Consumer Financial Network is provided at no cost to large companies and associations (typically 5,000 or more employees) for distribution as a human resource benefit to employees or members..
Hoover’s Will Promote Insurance Area
Under the terms of the agreement, the new insurance area will be promoted with banner advertising on the main page of Hoover’s Money channel. Hoover’s will also promote the insurance area with advertising in its e-mail newsletters, its “Week at a Glance” feature and its IPO update.

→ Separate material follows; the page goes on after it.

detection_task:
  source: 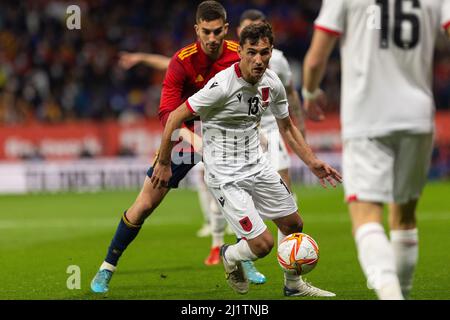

Hoover’s company information includes profiles of businesses in various sectors. This information is available via Hoover’s Web site and also through other destinations such as America Online, Yahoo! and Infoseek, which is an investor in Hoover’s. Hoover’s also has deals with Dow Jones, Microsoft, Reuters, Time Warner and NBC.
Stock Impact
Shares of Hoover’s were up 5/16 to 14-5/16 in early trading today after the news. After trading as high as 33 earlier in the year, Hoover’s stock is now trading just above its initial public offering price of $14.
Shares of iXL, which went public at $12 in June, have done better. In early trading today after the news, iXL stock climbed 1-13/16 to 36-3/4, less than two points away from its all-time high of 38-3/8. On Friday, Volpe Brown Whelan, which was not involved in iXL’s IPO, started coverage of the stock with a buy rating and a $55 price target.